Going Deeper:Books on Celtic Christian spirituality. Books on Celtic Christian spirituality By Loren Wilkinso
April 24, 2000
Several good surveys of the complex history of the Celtic Christian tradition are available. The liveliest and best is probably Thomas Cahill's unashamedly partisan How The Irish Saved Civilization (Double day, 1995). Another good general introduction is Ian C. Bradley's The Celtic Way (Darton, Longman and Todd, 1993; for books by U.K. publishers such as Darton, visit various Web sites, including www.amazon.co.uk, www.bookshop.co.uk, and www.waterstones.co.uk). An essential guide to all such popular histories, which tend to be uncritically enthusiastic, is Ian Bradley's more recent Celtic Christianity: Making Myths and Chasing Dreams (St. Martin's, 1999). Another particularly insightful work is Philip Sheldrake's Living Between Worlds: Place and Journey in Celtic Spirituality (Cowley, 1995). Sheldrake does not so much retell the historical story as use it to explore the paradoxical Celtic passion both for pilgrimage (perigrinatio, a kind of holy wandering) and an attachment to a local place. Many collections of prayers draw heavily on Carmina Gadelica, edited by Alexander Carmichael (Floris Books, 1994; also Lindisfarne Books, 1992). This unique compendium of oral tradition, collected in the nineteenth century and originally published in five volumes, includes both pagan and Christian material, and a great wealth of accompanying cultural notes.
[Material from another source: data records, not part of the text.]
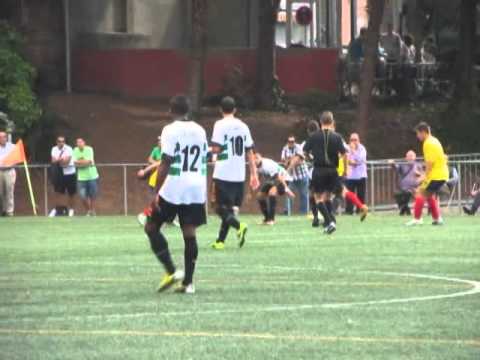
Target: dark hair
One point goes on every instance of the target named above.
(179, 105)
(408, 39)
(423, 127)
(312, 127)
(228, 105)
(326, 118)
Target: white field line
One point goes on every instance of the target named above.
(293, 307)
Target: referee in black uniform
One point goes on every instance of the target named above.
(325, 146)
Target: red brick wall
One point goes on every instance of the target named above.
(162, 73)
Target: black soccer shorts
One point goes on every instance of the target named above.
(191, 214)
(229, 194)
(324, 180)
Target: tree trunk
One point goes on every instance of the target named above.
(198, 52)
(367, 74)
(416, 25)
(268, 10)
(465, 82)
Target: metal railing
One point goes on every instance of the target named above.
(121, 193)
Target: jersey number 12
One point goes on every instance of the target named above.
(194, 151)
(237, 145)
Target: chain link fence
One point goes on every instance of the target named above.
(121, 193)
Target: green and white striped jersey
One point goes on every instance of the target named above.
(186, 143)
(234, 138)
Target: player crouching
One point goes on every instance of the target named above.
(274, 184)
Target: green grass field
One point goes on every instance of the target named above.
(84, 288)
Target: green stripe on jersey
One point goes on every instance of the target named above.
(174, 171)
(222, 156)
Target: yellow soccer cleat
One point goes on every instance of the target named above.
(218, 245)
(241, 234)
(168, 280)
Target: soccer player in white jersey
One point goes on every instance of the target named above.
(182, 191)
(232, 142)
(275, 184)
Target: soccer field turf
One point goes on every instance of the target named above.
(84, 288)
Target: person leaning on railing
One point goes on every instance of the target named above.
(409, 174)
(475, 193)
(87, 175)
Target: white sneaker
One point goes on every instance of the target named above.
(179, 275)
(142, 219)
(414, 222)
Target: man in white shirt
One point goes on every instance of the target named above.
(232, 142)
(182, 191)
(7, 178)
(274, 184)
(63, 174)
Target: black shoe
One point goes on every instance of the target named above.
(330, 229)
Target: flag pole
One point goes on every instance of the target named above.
(30, 189)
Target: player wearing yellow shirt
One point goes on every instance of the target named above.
(436, 175)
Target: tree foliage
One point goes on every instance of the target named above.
(17, 98)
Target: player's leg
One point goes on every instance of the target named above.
(190, 258)
(71, 192)
(475, 206)
(324, 182)
(350, 185)
(159, 244)
(191, 217)
(272, 204)
(329, 221)
(262, 197)
(433, 201)
(352, 198)
(419, 203)
(314, 210)
(92, 194)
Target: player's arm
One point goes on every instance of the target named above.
(148, 170)
(254, 182)
(216, 148)
(163, 170)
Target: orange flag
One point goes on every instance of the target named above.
(16, 156)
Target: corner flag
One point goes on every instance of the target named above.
(17, 156)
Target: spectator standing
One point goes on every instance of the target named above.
(7, 178)
(298, 172)
(66, 180)
(356, 171)
(356, 49)
(87, 175)
(475, 193)
(392, 44)
(409, 176)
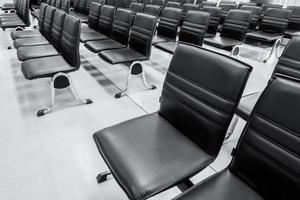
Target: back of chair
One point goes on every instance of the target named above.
(236, 24)
(70, 41)
(215, 15)
(267, 156)
(106, 19)
(194, 27)
(136, 7)
(169, 22)
(153, 10)
(295, 17)
(94, 14)
(58, 25)
(121, 25)
(48, 21)
(141, 33)
(256, 10)
(275, 20)
(200, 94)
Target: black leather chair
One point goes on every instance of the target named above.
(150, 154)
(271, 29)
(153, 10)
(215, 16)
(168, 25)
(233, 31)
(104, 25)
(32, 33)
(58, 67)
(51, 49)
(93, 18)
(47, 28)
(294, 25)
(265, 163)
(192, 31)
(256, 10)
(139, 49)
(119, 35)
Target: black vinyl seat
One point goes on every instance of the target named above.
(139, 49)
(47, 28)
(168, 25)
(30, 52)
(293, 27)
(57, 67)
(255, 17)
(215, 16)
(265, 163)
(32, 33)
(104, 25)
(192, 31)
(150, 154)
(119, 35)
(233, 31)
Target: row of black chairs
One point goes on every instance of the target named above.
(200, 95)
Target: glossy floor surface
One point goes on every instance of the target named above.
(54, 157)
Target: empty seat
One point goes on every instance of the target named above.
(192, 30)
(119, 35)
(255, 17)
(233, 31)
(57, 67)
(168, 25)
(104, 27)
(294, 25)
(215, 16)
(150, 154)
(265, 163)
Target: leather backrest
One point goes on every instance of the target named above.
(173, 4)
(94, 15)
(106, 19)
(295, 17)
(169, 22)
(194, 27)
(275, 20)
(267, 156)
(70, 41)
(215, 15)
(200, 94)
(57, 29)
(289, 62)
(136, 7)
(42, 16)
(141, 34)
(236, 24)
(256, 10)
(153, 10)
(48, 21)
(121, 25)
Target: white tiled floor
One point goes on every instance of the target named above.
(54, 157)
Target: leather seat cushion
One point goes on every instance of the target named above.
(246, 105)
(92, 35)
(100, 45)
(223, 186)
(263, 36)
(25, 34)
(122, 55)
(221, 42)
(83, 18)
(45, 67)
(167, 46)
(30, 52)
(148, 154)
(33, 41)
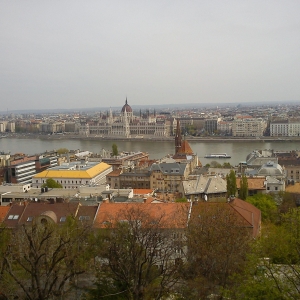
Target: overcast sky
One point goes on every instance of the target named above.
(64, 54)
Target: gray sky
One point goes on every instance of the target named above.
(95, 53)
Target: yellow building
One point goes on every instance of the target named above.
(74, 174)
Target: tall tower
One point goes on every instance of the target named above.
(177, 137)
(126, 124)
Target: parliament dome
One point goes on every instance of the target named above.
(126, 107)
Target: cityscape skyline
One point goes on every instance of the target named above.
(93, 54)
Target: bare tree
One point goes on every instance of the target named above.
(217, 242)
(140, 256)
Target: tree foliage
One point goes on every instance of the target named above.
(51, 183)
(231, 184)
(217, 244)
(138, 258)
(273, 270)
(266, 204)
(43, 261)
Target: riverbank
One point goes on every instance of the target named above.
(211, 139)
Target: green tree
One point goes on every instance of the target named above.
(62, 151)
(243, 192)
(51, 183)
(217, 244)
(43, 261)
(231, 183)
(114, 150)
(137, 258)
(266, 204)
(273, 270)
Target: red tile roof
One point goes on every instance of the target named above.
(253, 183)
(3, 212)
(246, 214)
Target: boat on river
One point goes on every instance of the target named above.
(217, 155)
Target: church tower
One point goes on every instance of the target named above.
(177, 137)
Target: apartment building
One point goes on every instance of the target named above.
(246, 126)
(74, 174)
(285, 128)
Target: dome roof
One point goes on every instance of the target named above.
(126, 107)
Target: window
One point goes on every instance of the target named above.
(84, 218)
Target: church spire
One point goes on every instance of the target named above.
(177, 137)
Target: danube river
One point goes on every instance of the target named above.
(156, 149)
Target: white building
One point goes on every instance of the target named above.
(285, 128)
(245, 126)
(74, 174)
(127, 125)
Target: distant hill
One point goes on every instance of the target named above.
(149, 106)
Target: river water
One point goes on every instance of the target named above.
(156, 149)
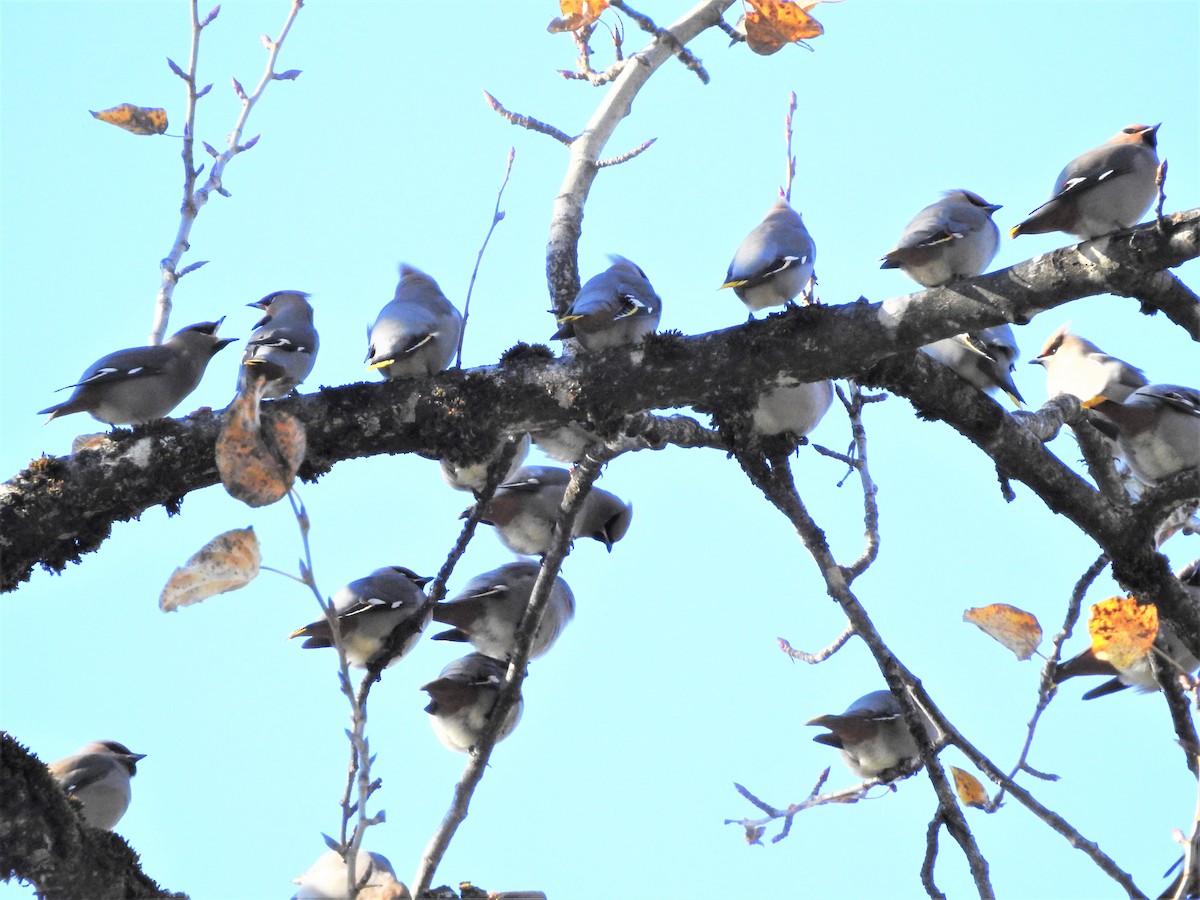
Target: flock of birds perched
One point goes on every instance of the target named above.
(1155, 430)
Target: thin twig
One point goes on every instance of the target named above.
(774, 479)
(870, 492)
(1189, 876)
(1047, 685)
(787, 142)
(820, 655)
(927, 867)
(525, 121)
(193, 199)
(1161, 183)
(577, 490)
(359, 769)
(497, 217)
(647, 24)
(628, 155)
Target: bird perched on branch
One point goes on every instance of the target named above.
(871, 735)
(774, 263)
(325, 879)
(951, 239)
(473, 477)
(1077, 366)
(1140, 675)
(1158, 429)
(462, 700)
(370, 610)
(1105, 190)
(613, 309)
(983, 358)
(418, 333)
(526, 508)
(489, 609)
(283, 346)
(143, 383)
(99, 777)
(791, 407)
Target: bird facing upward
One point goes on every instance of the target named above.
(774, 262)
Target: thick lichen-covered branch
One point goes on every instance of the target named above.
(45, 841)
(61, 508)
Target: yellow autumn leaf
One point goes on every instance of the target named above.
(1122, 630)
(1017, 629)
(136, 120)
(771, 24)
(576, 15)
(258, 456)
(969, 789)
(228, 562)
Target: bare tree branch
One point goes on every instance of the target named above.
(567, 220)
(60, 508)
(193, 198)
(43, 839)
(582, 478)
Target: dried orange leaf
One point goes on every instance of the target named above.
(773, 23)
(258, 457)
(1122, 630)
(137, 120)
(576, 15)
(1017, 629)
(969, 789)
(228, 562)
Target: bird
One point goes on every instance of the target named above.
(1139, 675)
(871, 735)
(473, 477)
(489, 609)
(954, 238)
(791, 407)
(325, 879)
(1158, 429)
(1105, 190)
(141, 384)
(613, 309)
(565, 443)
(99, 777)
(984, 358)
(774, 263)
(462, 700)
(370, 610)
(418, 333)
(283, 346)
(526, 508)
(1077, 366)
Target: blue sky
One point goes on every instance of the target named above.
(667, 687)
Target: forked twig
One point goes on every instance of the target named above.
(497, 217)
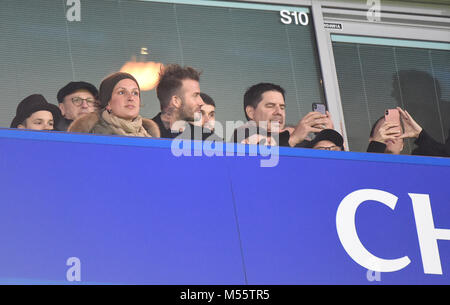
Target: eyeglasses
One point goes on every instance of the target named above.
(77, 101)
(336, 148)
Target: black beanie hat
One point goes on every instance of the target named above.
(32, 104)
(108, 84)
(75, 86)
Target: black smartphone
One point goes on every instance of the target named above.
(319, 107)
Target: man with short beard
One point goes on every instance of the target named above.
(178, 92)
(265, 110)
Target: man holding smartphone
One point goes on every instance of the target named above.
(264, 105)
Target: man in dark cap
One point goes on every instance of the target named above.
(327, 139)
(76, 99)
(34, 112)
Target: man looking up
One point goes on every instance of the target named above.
(264, 106)
(76, 99)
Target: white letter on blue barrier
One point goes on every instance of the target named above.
(428, 234)
(346, 229)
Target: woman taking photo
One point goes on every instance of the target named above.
(119, 103)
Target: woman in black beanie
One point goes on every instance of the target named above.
(119, 101)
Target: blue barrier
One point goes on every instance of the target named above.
(117, 210)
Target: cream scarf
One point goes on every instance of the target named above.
(125, 127)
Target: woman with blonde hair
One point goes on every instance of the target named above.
(119, 104)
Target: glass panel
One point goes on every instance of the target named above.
(377, 74)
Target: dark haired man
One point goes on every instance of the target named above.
(178, 92)
(75, 100)
(385, 138)
(208, 111)
(264, 106)
(328, 139)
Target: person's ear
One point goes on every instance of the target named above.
(176, 101)
(250, 111)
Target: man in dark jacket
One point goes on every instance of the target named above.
(265, 109)
(76, 99)
(426, 145)
(178, 92)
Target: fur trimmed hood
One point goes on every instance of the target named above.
(86, 124)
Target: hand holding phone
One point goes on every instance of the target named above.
(392, 116)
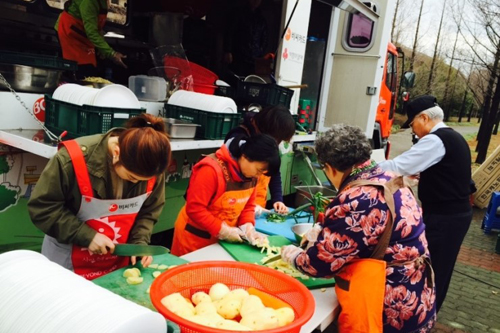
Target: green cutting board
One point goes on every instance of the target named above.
(251, 254)
(137, 293)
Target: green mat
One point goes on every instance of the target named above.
(137, 293)
(251, 254)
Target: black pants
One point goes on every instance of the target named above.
(445, 234)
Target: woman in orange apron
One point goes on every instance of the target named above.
(79, 30)
(220, 199)
(102, 190)
(372, 241)
(277, 122)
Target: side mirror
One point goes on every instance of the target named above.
(409, 80)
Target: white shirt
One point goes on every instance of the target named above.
(428, 151)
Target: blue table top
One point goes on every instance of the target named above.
(283, 228)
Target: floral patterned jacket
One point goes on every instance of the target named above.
(354, 222)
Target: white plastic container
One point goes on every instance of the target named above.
(148, 88)
(180, 129)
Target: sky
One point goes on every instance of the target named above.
(429, 26)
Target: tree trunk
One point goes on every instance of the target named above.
(482, 146)
(483, 133)
(446, 103)
(433, 63)
(495, 129)
(394, 20)
(415, 42)
(470, 112)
Most anthologies of Celtic Christian spirituality either borrow from or imitate this material, so it is good to know as a source. An excellent, briefer—but much broader—anthology from the whole range of material is Celtic Christian Spirituality: An Anthology of Medieval and Modern Sources by Oliver Davies and Fiona Bowie (Continuum, 1995). This important collection draws not only on ...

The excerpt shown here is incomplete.